Once again, she nailed it. This holiday is about heartstrings, and here’s where some personal thought will pay off. But be forewarned: if you get it right she will probably cry.
I suggest brunch. Your mom can sleep in, have a chill morning, read or come bug you in the kitchen while you attempt to prepare her favorite food. In Mom’s case, it would be cheese blintzes.
If mom is far away, or in memoriam, cooking her favorite foods will nonetheless invoke her presence at your table. Give her a shout-out with your mouth full of blintzes.
But as for those strawberries dipped in chocolate—I use dark chocolate pieces in a double boiler with roughly a stick of butter per pound of chocolate. Other goodies can be added to the dipping mixture, such as Kahlua, sour cream, vanilla, etc. It’s pretty hard to screw up, as long as the extra additives don’t change the chocolate chemistry to the point where it won’t re-solidify. After slowly melting the mixture, tasting and adjusting the flavor along the way, dip the strawberries and set them on a piece of wax paper on a cookie sheet. Chill, but don’t freeze—just enough to harden the chocolate.
Mom will probably enjoy this treat a heck of a lot more than she enjoyed giving birth to you. But she’ll have to agree it was worth it.

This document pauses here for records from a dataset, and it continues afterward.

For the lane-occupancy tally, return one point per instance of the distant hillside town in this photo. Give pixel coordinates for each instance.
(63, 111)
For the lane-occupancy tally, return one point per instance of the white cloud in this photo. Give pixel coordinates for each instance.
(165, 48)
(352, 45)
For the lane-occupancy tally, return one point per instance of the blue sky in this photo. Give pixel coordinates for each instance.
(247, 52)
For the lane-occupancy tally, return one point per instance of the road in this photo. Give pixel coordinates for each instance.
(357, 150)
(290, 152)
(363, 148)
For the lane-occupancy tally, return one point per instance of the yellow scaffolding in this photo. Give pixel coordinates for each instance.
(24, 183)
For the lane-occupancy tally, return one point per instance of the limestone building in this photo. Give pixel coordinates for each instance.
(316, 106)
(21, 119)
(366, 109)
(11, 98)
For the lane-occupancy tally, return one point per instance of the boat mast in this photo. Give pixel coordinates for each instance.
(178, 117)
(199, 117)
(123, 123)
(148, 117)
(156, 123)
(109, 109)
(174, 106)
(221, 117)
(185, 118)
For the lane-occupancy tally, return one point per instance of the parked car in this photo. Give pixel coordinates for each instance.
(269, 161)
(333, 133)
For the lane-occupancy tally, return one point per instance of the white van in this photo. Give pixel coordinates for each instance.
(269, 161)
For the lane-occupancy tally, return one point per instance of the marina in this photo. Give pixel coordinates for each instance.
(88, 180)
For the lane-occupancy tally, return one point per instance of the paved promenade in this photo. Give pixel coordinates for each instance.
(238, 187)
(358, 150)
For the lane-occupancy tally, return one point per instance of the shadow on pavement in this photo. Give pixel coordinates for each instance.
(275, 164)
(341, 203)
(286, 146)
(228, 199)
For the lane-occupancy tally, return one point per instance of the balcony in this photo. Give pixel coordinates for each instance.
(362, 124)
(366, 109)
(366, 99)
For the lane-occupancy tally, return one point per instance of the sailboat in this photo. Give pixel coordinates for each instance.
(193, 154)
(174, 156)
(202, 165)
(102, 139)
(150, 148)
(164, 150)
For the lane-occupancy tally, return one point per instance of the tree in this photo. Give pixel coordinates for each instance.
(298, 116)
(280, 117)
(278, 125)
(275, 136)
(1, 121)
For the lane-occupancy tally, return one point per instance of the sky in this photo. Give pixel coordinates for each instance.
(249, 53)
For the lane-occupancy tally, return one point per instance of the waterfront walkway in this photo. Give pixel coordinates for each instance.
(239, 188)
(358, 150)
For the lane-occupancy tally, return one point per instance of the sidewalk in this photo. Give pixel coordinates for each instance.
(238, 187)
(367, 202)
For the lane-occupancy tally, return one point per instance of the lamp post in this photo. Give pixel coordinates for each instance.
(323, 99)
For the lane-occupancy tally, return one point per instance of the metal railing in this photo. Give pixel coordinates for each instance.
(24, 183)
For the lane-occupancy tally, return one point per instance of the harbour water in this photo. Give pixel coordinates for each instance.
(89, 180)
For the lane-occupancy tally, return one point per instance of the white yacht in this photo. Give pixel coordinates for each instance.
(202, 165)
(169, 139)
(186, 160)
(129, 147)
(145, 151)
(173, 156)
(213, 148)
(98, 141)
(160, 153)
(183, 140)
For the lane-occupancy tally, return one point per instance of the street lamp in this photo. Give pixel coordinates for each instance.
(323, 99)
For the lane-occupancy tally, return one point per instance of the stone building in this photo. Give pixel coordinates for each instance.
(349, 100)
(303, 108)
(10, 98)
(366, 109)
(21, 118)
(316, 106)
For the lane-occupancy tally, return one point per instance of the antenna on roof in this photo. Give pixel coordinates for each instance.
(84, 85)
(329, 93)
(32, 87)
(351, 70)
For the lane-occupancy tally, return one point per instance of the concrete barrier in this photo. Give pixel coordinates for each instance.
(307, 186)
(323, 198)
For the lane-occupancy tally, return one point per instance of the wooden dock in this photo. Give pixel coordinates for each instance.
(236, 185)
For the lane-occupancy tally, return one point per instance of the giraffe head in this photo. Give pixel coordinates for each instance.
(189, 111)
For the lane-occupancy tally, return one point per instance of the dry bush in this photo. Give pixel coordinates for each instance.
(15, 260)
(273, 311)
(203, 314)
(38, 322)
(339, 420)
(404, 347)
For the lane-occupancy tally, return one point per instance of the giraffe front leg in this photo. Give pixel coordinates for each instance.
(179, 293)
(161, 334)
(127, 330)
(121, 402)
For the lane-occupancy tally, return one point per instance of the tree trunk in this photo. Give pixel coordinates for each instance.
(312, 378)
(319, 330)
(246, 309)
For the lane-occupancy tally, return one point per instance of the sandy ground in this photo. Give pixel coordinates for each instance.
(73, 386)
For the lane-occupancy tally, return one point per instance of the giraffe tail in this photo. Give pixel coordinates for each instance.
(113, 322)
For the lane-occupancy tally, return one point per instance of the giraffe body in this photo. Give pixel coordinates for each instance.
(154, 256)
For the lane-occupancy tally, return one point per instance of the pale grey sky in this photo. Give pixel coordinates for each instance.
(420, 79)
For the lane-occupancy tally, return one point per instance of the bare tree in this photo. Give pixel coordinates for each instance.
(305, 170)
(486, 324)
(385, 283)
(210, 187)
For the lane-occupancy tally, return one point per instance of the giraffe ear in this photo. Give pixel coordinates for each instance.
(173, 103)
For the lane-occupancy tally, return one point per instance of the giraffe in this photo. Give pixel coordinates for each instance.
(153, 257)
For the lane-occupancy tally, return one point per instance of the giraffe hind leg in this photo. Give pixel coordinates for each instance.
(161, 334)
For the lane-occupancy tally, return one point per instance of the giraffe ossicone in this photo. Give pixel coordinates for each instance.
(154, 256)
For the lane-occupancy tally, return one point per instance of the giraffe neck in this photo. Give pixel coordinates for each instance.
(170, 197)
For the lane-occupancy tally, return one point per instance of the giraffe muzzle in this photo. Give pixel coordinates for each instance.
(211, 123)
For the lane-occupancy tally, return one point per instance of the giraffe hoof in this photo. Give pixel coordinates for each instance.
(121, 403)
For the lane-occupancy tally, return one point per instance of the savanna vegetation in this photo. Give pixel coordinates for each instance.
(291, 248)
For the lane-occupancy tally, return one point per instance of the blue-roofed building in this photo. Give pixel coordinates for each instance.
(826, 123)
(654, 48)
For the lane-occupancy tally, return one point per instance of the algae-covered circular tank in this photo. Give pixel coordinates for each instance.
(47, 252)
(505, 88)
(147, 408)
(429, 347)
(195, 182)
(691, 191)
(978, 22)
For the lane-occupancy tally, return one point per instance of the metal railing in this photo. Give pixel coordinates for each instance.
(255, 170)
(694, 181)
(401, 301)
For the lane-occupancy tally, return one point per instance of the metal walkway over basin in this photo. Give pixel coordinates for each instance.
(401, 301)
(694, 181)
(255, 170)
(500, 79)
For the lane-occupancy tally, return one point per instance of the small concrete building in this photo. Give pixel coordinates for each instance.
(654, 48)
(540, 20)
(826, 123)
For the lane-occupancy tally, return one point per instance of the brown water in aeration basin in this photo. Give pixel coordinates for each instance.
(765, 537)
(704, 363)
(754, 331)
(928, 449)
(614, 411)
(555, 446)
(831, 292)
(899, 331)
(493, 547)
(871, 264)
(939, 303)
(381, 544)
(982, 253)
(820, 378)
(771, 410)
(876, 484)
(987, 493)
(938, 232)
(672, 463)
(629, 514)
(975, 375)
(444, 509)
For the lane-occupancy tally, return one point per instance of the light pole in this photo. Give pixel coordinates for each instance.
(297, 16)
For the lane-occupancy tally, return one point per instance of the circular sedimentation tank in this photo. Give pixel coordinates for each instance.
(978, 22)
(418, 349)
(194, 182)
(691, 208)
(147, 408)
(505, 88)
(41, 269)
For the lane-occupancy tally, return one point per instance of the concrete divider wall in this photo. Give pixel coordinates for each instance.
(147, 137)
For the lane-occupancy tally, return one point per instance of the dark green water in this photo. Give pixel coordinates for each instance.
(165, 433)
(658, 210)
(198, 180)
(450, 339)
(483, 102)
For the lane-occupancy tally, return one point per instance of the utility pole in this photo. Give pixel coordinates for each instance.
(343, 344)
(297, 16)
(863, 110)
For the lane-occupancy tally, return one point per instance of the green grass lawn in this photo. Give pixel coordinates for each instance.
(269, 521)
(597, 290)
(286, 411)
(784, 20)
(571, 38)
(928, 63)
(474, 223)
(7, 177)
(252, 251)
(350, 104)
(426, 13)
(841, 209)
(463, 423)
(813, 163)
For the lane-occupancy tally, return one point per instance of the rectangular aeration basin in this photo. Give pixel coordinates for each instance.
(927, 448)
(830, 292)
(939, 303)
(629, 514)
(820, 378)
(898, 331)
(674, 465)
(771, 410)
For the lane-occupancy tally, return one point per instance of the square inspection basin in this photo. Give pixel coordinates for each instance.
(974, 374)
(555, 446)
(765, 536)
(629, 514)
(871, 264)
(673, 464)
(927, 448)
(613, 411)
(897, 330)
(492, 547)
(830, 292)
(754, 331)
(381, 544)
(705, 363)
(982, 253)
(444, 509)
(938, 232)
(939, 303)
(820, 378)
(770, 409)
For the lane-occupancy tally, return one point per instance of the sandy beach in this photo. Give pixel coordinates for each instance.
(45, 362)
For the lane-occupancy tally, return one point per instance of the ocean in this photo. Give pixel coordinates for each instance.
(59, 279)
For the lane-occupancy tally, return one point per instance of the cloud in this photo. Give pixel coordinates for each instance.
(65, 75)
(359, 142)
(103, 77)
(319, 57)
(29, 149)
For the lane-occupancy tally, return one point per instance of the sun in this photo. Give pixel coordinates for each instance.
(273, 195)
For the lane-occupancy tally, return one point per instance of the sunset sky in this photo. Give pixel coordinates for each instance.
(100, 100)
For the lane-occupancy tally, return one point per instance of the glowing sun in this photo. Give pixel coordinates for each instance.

Ask Chef Boy Ari: A mix of barbecue and rhubarb
Q: DearChef Boy Ari,
What’s up with Knuckleheads BBQ? The Knucklehead dude is on the radio, but the store [on Broadway] is closed. I miss that damn good barbecue they make.
—Desperately Seeking Barbecue
A: Dear Desperate,
It’s true, the recent move of Knuckleheads was so quiet you’d think they wanted to keep it a secret. Missoula’s favorite rib joint has moved into the Claim Jumper Casino at 3021 Brooks, just south of the Mall next to Wendy’s.
I’m only mentioning this because the “Knucklehead Dude,” also known as Matt Crain, truly wants to save the world through barbecue, and he has a plan for how to do it—and I have a soft spot for people trying to save the world through food.
Q: Dear Chef Boy Ari,
My German grandmother always had washing machine-sized rhubarb plants, with massive red and green stalks and leaves the size of cookie sheets. Despite adding fish emulsion, horse shit and compost, my rhubarb still remains miniscule.
I’ve even split up the massive root system, and all have sprouted. But all are small. What gives? How can I make Gramma proud?
—Really Small Rhubarb
A: Dear Rhubarb,
I suspect this is a nature/nurture thing. You’ve been doing a good job “mothering” your rhubarb. But plants, like people, come in different sizes—and some rhubarb strains are bigger than others. It sounds like you’ve given your plants every opportunity to actualize, and they have. So now you have to decide if your love is unconditional, or if you want to swap your little runt for a bigger plant so that Gramma will conditionally love you, too.